Deceit, moral posturing explain UN inaction against FDLR

The United Nations has pulled out another one from its bag of excuses. Its forces in the Democratic Republic of Congo (DRC), numbering over 20,000 troops will not lift a gun against the genocidal Democratic Forces for the Liberation of Rwanda (FDLR) and force its fighters to disarm.

Thursday, February 12, 2015

The United Nations has pulled out another one from its bag of excuses. Its forces in the Democratic Republic of Congo (DRC), numbering over 20,000 troops will not lift a gun against the genocidal Democratic Forces for the Liberation of Rwanda (FDLR) and force its fighters to disarm.

It has said that it is withdrawing its backing for a planned offensive against FDLR.

The newest excuse is that the UN will not back a Congolese army offensive led by generals tainted with human rights abuses.

We will not make a pact with the devil even if the intention is to fight the devil, they are saying. As has become the practice, the UN is stretching it a little too far.

In the first place, they have lived, fraternised, supped and been in bed with the very devil for nearly two decades.Secondly, there has been only noise about an impending offensive. There is no evidence of any definite plans or preparations for it. The UN cannot, therefore withdraw from something that does not exist.

Thirdly, the UN has said that even if the offensive were to take place, it would be carried out by the Congolese army. For all intents and purposes, the UN has distanced itself from any possible military action against the FDLR.

It is therefore disingenuous for the world body to claim it is withdrawing from actions or plans that it was never part of in the first place. The high-minded reasons they have given – not to be part of a force led by people with blood on their hands – is only an excuse for inaction. It is meant to show the UN in good moral light. Even then, it is not convincing.

Even assuming that the abhorrence of evil is the real motive for the UN refusing to back the Congolese army in fighting FDLR, has it just occurred to them that General Bruno Mandevu and other senior officers have been committing human rights abuses?

If so, this is a damning indictment of the competence of the UN commanders and their men in DRC. They have been there close to twenty years and should have a better knowledge of the people they work with.

The truth is that the UN has always been aware of the human rights abuses committed by the Congolese army and yet this knowledge did not stop them from mounting joint operations against the M23 rebels, for example.

Retreating Congolese troops raped hundreds of women in Minova after being routed by M23 fighters in Goma.

They tortured captured rebels and civilians, and under Colonel Mamadou desecrated bodies of enemy dead.

That was not a hindrance to joint military action.

It is a fact that the UN’s MONUSCO troops have always worked with Congolese generals, clean or tainted. The most recent such collaboration that was trumpeted around the world was the fight against M23 rebels in eastern DRC.

At the time there were no qualms about the morality of working with generals and soldiers stained with the blood of murder or rape victims, or loaded with cash from plunder or illicit trade, some of it with FDLR.

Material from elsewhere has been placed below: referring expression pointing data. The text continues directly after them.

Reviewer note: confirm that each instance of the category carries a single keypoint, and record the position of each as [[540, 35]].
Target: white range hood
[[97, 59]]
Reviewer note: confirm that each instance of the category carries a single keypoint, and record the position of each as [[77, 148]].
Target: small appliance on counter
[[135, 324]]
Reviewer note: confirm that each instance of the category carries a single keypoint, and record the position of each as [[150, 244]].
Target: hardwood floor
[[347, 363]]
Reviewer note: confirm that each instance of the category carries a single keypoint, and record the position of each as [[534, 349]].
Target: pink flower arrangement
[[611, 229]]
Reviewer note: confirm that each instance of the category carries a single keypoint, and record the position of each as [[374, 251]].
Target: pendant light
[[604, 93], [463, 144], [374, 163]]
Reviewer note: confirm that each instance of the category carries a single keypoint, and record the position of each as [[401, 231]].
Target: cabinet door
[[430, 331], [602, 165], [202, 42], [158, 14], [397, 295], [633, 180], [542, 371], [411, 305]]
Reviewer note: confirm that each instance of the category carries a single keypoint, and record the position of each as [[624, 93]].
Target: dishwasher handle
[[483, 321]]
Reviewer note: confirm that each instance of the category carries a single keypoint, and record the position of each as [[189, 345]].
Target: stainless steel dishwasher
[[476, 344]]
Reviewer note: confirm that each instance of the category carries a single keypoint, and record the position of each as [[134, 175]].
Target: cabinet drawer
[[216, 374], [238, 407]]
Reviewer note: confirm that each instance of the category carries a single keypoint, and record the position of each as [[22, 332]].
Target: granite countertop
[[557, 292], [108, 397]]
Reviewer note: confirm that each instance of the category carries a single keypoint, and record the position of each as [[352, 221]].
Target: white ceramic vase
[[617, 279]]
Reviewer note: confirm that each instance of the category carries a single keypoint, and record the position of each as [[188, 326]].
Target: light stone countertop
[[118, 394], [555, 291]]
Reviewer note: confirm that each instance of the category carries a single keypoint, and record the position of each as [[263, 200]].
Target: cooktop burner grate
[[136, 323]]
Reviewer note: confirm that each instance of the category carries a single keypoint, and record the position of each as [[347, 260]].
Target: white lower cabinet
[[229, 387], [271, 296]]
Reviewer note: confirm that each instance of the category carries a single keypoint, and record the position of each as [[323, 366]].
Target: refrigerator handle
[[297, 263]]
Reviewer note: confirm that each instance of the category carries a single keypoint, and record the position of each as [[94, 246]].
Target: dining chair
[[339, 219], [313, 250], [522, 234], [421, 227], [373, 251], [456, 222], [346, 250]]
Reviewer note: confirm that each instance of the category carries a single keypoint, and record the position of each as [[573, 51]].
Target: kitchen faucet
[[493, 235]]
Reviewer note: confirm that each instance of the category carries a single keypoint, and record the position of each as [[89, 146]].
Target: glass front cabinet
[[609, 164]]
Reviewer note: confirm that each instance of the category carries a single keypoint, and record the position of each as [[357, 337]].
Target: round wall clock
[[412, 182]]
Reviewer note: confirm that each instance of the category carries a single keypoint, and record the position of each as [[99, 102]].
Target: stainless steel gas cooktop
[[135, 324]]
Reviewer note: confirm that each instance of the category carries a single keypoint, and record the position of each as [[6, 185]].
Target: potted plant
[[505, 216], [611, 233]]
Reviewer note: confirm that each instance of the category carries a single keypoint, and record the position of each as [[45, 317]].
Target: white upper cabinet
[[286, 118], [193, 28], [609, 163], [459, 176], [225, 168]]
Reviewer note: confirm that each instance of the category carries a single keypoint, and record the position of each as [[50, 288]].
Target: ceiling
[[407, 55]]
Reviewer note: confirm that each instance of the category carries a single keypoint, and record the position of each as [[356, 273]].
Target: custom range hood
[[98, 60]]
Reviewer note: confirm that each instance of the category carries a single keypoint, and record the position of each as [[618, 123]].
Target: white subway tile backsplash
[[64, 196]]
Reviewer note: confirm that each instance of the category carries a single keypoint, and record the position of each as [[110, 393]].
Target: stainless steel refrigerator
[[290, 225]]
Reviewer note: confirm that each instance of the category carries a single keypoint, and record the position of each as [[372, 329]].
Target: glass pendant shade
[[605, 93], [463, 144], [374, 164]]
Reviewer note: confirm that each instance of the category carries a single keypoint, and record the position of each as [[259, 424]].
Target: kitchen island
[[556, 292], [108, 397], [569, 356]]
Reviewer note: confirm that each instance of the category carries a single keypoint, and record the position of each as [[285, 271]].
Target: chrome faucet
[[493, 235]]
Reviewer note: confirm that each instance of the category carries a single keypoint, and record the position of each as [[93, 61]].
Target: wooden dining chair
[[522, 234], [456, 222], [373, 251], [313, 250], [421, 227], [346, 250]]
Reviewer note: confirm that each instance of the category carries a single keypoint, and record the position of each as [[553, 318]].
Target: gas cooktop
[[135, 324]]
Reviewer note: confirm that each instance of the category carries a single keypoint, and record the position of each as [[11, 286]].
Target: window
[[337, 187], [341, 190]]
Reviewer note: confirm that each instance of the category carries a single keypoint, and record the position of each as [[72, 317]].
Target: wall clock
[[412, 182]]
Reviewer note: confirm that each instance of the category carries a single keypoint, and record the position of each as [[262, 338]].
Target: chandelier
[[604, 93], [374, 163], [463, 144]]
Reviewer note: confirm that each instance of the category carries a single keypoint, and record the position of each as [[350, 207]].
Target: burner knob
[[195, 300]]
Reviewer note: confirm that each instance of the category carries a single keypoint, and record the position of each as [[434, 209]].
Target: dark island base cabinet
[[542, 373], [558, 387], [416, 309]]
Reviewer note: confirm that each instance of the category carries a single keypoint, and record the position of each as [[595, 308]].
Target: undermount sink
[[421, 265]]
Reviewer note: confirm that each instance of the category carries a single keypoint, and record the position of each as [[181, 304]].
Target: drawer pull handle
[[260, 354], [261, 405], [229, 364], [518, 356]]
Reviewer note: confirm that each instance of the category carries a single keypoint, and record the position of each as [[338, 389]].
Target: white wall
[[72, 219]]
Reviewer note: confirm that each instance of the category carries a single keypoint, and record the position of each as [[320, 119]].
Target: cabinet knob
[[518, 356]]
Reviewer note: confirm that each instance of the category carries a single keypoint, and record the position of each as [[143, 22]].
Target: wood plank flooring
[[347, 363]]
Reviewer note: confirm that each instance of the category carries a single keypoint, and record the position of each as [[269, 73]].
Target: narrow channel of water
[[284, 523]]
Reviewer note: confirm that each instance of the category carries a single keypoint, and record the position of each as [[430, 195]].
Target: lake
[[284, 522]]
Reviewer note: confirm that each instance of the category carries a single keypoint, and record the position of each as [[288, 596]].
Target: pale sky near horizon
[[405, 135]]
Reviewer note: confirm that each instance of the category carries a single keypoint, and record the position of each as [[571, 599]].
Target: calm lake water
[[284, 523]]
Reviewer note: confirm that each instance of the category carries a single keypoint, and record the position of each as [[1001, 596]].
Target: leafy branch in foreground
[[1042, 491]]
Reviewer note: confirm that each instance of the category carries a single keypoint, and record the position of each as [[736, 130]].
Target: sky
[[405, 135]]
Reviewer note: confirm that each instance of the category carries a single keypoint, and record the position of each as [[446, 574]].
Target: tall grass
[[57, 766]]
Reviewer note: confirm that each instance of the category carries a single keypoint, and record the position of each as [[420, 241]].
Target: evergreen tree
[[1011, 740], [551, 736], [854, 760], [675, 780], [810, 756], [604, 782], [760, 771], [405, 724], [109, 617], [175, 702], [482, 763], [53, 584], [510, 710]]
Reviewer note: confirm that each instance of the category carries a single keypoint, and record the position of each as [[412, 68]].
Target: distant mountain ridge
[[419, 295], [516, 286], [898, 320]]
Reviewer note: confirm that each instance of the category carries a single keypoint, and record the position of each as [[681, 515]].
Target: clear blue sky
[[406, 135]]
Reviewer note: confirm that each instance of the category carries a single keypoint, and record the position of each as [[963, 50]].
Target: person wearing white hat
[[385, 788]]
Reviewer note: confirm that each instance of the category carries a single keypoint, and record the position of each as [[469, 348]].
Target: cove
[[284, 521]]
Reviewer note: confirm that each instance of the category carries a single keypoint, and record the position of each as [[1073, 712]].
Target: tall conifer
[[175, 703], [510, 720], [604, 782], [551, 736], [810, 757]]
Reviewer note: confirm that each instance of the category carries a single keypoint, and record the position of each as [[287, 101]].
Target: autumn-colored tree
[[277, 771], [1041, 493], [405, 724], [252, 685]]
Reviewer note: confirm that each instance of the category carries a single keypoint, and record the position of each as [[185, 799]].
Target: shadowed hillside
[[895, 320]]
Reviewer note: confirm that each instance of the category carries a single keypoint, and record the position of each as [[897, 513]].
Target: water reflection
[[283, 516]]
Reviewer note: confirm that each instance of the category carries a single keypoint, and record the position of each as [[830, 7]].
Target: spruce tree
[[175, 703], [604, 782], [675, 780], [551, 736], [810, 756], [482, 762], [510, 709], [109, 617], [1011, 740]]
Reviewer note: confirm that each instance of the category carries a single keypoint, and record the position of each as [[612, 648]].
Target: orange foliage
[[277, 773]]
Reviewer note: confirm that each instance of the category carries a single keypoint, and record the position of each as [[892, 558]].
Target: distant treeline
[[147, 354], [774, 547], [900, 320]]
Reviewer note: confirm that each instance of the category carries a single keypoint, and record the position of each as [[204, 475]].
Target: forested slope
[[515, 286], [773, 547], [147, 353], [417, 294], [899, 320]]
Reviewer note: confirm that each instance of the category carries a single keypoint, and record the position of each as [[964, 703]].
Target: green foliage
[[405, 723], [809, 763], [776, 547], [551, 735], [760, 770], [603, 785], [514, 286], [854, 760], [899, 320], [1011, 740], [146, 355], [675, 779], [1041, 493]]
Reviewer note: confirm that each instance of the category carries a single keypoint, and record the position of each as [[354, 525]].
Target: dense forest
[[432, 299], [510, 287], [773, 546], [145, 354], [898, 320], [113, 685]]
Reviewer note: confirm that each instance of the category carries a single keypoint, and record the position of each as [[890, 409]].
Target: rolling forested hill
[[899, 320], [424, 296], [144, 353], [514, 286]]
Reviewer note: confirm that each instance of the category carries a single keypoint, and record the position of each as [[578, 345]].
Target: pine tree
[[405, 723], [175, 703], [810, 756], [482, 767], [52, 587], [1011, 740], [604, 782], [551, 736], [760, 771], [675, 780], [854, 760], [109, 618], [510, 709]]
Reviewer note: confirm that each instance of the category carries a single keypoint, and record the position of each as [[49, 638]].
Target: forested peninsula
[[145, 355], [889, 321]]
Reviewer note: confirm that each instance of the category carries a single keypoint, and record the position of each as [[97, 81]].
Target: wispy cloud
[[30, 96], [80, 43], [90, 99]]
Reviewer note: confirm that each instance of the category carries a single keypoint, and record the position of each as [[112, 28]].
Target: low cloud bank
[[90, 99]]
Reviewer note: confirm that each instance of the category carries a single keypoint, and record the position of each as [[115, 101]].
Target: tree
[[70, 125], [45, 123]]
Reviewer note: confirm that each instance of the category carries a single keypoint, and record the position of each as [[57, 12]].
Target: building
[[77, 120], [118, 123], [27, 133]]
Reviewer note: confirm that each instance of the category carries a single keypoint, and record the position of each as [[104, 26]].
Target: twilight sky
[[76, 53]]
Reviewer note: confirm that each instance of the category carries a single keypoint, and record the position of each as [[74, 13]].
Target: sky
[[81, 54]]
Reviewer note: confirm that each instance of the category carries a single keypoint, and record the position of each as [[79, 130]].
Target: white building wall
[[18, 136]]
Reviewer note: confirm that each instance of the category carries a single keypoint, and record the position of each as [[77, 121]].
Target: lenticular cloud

On the contrary, there was an unusual haste to act, from an organization notorious for being slow and indecisive. All attempts for solving the rebellion a different way were brusquely brushed aside.

No scruples of any sort – political, moral, humanitarian or any other – stood in the way. Only force would do – and a trigger happy FIB duly obliged.

There has been some action against the Ugandan rebels – the Allied Democratic Forces (ADF). No such scruples have been raised. It is the same Congolese army involved.

So why is it different with the FDLR?

The fact is that even if the Congolese army was made up of saints and commanded by angels, the UN would not go after FDLR as they are morally and legally bound to do. They would still find an excuse not to act.

For close to twenty years, MONUSCO, the UN force that was deployed to disarm various armed groups and stabilise eastern DRC, has kept clear of FDLR, essentially permitting the genocidal force to do as they please. In fact, some of the UN troops have been reported to trade with the renegade fighters, exchanging weapons for minerals.

The words used in relation to FDLR are also revealing. They show an attitude of tolerance, even acceptance.

The UN and other foreign actors ‘urge, persuade, appeal, plead’ with the armed gangs to lay down their arms. It is markedly different from the way they dealt with M23. With them, they demanded, threatened and ordered the rebels to vanish. It was, ‘disarm and disband’ or face the wrath and might of the UN. The Force Intervention Brigade (FIB) was itching for a fight and could barely be restrained.

Where is FIB today? There is no mention of the force. The threats are gone. The eagerness to take on armed groups has, for obvious reasons, been blunted. We are back where we were – no action against the FDLR.

The latest excuse for not taking military action is merely moral posturing. The United Nations is actually preparing us to accept that there will be no offensive against the FDLR with or without UN participation. It is laying the grounds for its absolution for inaction.